Find a $p $ such that $q \mapsto q^Tg + 2 p^T S q + q^T S q$ is the constant zero map.

Question

I have the following problem: given the map $$p \mapsto p^T g + p^T S p$$ where the operation in the first term of the sum is the dot product, and in the second matrix multiplication, I would like to find its critical points.

[The context for the interested is that $g$ and $S $ represents the gradient and the Hessian, respectively, of a twice differentiable map from $\mathbb R^n$ to $\mathbb R$.]

My approach is to differentiate the map w.r.t. $p $. Then, assuming that $S $ is symmetric, I get that for each $p$ the derivative is the map

$$q \mapsto q^Tg + 2 p^T S q + q^T S q$$

Now how can I find a $p $ such that this represents the constant zero function?

Thanks in advance!

EDIT

Here is how I tried to calculate the derivative of the function at a given point $p $

To begin with, my definition of a derivative of a map $m$ from $\mathbb R^n$ to $\mathbb R$ at a point $p$ is a linear map $A$ from $\mathbb R^n $ to $\mathbb R$ such that

$$\lim_{h \to 0 } \frac{|m(p+h) - m(p) - Ah|}{|h|}=0$$

My approach is to differentiate the two maps $p \mapsto p^Tg $ and $p \mapsto p^TS p$ individually and then add those two functions. And we differentiate them by finding a function that "fits" the definition given above.

Since the map $p \mapsto p ^T g$ is linear it is immediate that

$$\lim _{h \to 0 } \frac {|((p+h)^T g - p^T g - h^T g | } {|h | } = \lim_{h \to 0}\frac{0}{|h|} $$

and thus that the map is its own derivative.

For the second term I assume that $S$ is symmetric [a similar derivation would work otherwise]. Then since

$$(p+h)^T S (p+h) = p^T S p + 2 p^T S h + h^T S h$$

we have simarily as above that

$$\lim_{h \to 0 } \frac{|(p+h)^T S (p+h) - p^TS p - (2 p^T S h + h^T S h)| }{|h|}= \lim_{h \to 0 } \frac{0}{|h|}=0$$

and so the mat $q \mapsto p^T S q + q^T S q$ would be a derivative at the point $p$ of the map $q \mapsto q^T S q$.

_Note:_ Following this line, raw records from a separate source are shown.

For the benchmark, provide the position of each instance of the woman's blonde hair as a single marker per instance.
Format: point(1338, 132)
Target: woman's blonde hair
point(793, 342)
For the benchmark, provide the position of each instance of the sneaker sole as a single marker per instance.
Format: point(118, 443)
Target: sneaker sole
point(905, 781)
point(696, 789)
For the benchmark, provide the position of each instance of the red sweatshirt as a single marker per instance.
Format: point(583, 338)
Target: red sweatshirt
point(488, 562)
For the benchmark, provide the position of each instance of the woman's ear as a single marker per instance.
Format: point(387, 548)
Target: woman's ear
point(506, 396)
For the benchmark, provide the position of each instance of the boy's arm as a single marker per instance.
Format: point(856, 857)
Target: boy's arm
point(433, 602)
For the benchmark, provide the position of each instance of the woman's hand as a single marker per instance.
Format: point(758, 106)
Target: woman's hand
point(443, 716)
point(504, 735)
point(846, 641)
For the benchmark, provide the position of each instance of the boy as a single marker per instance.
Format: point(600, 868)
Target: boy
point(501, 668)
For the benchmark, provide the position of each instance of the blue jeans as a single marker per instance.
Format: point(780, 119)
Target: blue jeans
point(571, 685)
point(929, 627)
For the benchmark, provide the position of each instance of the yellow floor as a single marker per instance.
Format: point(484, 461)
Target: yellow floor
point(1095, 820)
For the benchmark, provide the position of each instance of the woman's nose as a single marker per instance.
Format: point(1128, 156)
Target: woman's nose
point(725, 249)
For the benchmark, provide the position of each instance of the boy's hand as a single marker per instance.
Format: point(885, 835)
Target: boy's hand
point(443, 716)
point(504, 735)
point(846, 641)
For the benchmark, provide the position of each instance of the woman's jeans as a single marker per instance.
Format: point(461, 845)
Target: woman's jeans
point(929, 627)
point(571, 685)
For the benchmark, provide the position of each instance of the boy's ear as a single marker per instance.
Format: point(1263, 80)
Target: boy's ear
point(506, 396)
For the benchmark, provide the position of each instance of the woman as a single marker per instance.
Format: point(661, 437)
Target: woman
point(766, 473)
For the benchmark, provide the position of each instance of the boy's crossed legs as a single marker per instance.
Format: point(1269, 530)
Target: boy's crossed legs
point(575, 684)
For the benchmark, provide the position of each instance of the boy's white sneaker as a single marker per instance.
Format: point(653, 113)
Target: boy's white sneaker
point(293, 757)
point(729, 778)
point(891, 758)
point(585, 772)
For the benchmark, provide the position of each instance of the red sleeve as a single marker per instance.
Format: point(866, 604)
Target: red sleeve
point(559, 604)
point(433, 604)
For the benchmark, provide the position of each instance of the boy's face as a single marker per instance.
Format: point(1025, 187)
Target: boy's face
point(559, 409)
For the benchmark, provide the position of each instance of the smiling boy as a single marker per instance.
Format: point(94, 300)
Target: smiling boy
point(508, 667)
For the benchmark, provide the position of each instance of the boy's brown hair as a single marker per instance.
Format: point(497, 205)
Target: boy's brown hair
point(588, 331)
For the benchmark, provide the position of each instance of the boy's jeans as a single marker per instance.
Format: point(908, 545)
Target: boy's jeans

Then combining those two derivatives we get the map

$$q \mapsto q^Tg + 2 p^T S q + q^T S q$$

is the derivative of $$q \mapsto q^T g + q^T S q$$

at the point $p$.

SECOND EDIT

I found the error I made above. Since the map

$$q \mapsto q^T S q $$

isn't linear we cannot have it in the derivative of the function

$$q \mapsto q^T S q $$

as this would make the map I stated as the derivative at the point $p $, namely $q \mapsto p^T S q + q^T S q$, nonlinear.

Insted we simply use that $\lim _{h \to 0 } h^T S h = 0$ (see here) and thus we have

$$\lim_{h \to 0 } \frac{|(p+h)^T S (p+h) - p^TS p - 2 p^T S h | }{|h|}= \lim_{h \to 0 } \frac{|h^T S h|}{|h|}=0$$

Answer 1

Why do you have $p$ and $q$ in your formula ? The gradient should be something like $p\rightarrow g + (S+S^T) p$, then to set it to zero you get $p = -(S+S^T)^{-1} g=-\frac{1}{2} S^{-1} g$ assuming that it is full rank (otherwise you can use someting like the Moore Penrose inverse).

Answer 2

First, let's check your answer. Suppose $n=1$, so that $p, S$ and $g$ are also scalars. Your original map can be written as $$\phi(p) = pg + p^2 S.$$ Thus $$\phi'(p) = g + 2p S,$$ which does not match your expression. In fact, I don't understand why you've defined it in terms of a different variable while keeping the old one in the expression.

Let now $\Phi(p) = p^T g + p^T S p$ be your actual expression to be differentiated. Another indication that you've done the differentiation incorrectly is the dimensionality, which is always good to check. Your expression for the derivative is a scalar, whereas $\Phi(p)$ is a scalar and $p = (p_1, ..., p_n)$, so your answer should be an $n$-dimensional gradient with entries $\partial \Phi(p) / \partial p_i$.

The answer is $$\nabla \Phi(p) = g^T + 2p^T S,$$ which I've written as a row vector by convention. Check out Propositions 7 and 8 in this document. You can solve the equation now.